The team’s foundation remains its star backcourt. Doncic ($40 million) and Irving ($43 million) account for nearly half of the $173 million Dallas has committed to next season’s payroll. Its ability to acquire outside help will be limited, so it’s good that only one player in Jason Kidd’s Finals rotation — forward Derrick Jones Jr. — is unsigned. And he’s a 27-year-old unrestricted free agent whose game appears to have found a home in his fifth NBA stop.
Doncic and Irving scored 1,122 points in this playoff run, the most by two teammates in an NBA postseason. The challenge, as it was in this series, is finding a reliable third and even fourth scorer.
The Finals were a rite of passage for Doncic, an ordeal at times (Game 3) followed by a taste of redemption (Game 4). He was banged up from the Mavs’ playoff climb through higher seeds — the Clippers, the Thunder, the Timberwolves and, finally, the champion Celtics — but he kept grinding.

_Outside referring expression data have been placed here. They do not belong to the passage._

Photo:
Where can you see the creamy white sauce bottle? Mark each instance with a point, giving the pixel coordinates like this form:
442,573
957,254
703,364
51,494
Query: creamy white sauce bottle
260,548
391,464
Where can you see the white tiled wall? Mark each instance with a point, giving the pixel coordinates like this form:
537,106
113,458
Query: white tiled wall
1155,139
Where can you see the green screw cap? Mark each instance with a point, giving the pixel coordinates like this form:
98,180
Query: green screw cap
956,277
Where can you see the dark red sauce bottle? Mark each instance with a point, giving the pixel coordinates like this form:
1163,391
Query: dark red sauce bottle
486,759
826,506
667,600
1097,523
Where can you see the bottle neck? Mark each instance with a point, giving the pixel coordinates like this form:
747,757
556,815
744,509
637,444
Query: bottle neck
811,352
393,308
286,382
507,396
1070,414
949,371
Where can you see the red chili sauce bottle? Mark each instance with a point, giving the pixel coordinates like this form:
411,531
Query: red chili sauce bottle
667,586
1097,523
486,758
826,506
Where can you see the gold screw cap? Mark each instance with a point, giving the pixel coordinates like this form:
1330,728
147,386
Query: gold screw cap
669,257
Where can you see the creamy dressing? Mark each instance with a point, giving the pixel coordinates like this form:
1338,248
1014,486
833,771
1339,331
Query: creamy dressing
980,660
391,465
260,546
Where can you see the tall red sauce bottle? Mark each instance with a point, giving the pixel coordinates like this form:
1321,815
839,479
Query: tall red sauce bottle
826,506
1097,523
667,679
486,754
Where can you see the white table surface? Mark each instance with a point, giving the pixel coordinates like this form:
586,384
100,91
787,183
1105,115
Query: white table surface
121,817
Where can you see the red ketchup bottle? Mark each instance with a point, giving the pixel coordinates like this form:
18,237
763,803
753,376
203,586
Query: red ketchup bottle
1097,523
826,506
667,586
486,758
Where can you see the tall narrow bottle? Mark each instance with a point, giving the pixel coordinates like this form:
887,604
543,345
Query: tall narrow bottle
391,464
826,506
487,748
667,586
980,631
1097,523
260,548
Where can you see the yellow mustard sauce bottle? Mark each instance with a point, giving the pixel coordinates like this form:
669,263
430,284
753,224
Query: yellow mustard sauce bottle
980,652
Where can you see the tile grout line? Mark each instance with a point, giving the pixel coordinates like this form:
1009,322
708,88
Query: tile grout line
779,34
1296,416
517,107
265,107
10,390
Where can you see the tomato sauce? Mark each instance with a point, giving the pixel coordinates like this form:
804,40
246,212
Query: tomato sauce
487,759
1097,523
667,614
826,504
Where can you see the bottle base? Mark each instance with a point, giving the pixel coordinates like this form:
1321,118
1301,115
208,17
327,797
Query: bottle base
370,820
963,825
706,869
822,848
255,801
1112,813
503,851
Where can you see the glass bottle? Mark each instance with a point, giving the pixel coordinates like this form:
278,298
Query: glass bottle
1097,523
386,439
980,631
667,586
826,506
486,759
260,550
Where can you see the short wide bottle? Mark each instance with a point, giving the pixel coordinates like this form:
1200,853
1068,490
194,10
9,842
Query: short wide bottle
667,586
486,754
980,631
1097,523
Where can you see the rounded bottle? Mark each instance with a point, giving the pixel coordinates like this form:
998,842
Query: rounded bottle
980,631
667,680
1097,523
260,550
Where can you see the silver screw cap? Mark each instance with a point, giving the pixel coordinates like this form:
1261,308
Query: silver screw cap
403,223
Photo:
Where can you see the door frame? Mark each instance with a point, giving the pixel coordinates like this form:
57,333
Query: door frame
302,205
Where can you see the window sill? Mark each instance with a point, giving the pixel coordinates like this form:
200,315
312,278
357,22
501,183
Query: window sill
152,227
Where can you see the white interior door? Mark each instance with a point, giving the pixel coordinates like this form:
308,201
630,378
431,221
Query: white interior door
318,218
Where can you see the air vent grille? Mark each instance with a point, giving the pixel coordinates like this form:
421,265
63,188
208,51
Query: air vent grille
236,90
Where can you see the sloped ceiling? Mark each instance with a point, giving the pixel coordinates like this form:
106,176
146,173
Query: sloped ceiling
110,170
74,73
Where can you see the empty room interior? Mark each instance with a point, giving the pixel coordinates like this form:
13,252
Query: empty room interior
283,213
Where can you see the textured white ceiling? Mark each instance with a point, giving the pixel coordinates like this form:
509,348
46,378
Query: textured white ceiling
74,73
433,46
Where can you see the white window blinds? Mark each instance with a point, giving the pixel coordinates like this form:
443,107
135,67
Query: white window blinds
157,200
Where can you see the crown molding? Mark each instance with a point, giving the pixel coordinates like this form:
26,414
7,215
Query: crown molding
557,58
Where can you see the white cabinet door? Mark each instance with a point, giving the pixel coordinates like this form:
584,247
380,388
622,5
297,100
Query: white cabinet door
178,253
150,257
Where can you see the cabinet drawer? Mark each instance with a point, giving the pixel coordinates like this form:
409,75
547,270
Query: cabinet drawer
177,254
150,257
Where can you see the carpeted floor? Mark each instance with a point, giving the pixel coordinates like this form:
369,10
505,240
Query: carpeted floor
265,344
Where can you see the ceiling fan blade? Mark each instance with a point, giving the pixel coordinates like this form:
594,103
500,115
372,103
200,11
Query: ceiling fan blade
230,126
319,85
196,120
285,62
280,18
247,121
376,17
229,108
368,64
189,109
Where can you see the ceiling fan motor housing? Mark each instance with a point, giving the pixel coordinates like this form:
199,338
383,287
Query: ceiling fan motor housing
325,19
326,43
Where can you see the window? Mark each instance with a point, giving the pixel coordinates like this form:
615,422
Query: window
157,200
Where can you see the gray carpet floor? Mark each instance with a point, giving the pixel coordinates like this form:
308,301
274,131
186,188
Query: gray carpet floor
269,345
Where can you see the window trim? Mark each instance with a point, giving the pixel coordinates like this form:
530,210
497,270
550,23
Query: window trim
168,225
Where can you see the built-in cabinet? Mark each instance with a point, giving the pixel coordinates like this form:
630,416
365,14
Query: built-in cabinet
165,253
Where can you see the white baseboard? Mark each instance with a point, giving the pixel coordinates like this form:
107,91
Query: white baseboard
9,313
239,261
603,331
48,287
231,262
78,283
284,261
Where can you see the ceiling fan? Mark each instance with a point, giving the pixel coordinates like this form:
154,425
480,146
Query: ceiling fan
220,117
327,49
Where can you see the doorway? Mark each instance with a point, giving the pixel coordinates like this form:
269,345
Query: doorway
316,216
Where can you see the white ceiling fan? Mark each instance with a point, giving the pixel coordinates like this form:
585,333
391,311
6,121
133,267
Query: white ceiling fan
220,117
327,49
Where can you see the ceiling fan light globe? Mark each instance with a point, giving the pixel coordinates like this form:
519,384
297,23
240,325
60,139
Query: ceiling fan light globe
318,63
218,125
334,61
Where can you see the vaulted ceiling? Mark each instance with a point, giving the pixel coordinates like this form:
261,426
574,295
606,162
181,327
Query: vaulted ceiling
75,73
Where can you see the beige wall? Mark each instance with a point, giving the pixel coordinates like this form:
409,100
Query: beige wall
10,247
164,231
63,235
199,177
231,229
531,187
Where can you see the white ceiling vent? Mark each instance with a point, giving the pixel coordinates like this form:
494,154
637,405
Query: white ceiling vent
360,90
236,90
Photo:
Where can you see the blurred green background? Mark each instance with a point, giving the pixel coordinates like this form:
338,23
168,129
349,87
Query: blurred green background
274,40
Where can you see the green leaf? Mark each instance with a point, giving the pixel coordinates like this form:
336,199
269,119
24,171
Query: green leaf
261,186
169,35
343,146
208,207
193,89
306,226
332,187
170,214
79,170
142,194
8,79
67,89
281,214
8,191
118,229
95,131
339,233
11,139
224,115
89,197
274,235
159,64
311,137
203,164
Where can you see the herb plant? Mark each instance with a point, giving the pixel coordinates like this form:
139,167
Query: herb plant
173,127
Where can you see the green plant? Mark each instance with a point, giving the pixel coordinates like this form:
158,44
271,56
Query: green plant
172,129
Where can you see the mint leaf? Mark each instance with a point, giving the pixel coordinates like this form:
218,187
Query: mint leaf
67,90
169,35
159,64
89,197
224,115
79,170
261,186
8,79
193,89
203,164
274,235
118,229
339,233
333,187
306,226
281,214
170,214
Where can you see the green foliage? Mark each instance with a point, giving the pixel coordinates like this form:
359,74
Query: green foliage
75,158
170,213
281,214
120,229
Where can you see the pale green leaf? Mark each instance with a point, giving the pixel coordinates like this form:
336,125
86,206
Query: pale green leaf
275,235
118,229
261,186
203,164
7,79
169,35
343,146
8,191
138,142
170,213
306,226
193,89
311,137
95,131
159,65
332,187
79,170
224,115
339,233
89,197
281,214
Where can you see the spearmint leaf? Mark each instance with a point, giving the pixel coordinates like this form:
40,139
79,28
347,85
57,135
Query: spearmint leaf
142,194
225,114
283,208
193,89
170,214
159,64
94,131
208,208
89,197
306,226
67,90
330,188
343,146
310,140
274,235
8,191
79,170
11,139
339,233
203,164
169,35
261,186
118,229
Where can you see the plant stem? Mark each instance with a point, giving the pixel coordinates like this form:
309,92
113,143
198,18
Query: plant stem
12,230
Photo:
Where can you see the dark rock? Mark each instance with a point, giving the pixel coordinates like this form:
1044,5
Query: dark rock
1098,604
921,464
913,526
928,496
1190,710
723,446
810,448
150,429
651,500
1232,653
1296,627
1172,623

At 25, Doncic is a perennial MVP candidate in search of a ring. Just as his team needs to develop from within, so does Doncic — as a defender, in coping with officials and getting in better physical shape.
“We all would like to be healthy, but there’s going to be bumps and bruises along the way,” Kidd said. “Now it’s just being consistent. When you have one of the best players in the world, you should be always fighting for a championship.”
Irving has been an All-Star just once since 2021 but at 32, he averaged 25.6 points and shot 41% from 3-point range while co-existing alongside Doncic at a level that astounded some former critics. Doncic gives him space when he’s hot, and there still is no more creative finisher and closer in the league.
Irving sees himself front and center as a veteran to shepherd along Dallas’ growth. They’ll have another training camp together and, besides new expectations, a fresh swagger from getting so far, so quickly.
“These young guys are very hungry,” Irving said. “They want a championship. I want a championship. So our feelings are very mutual. But I’ve always reminded them that this is a process. Failure is going to be part of this, too.”
Dallas can consider that box checked.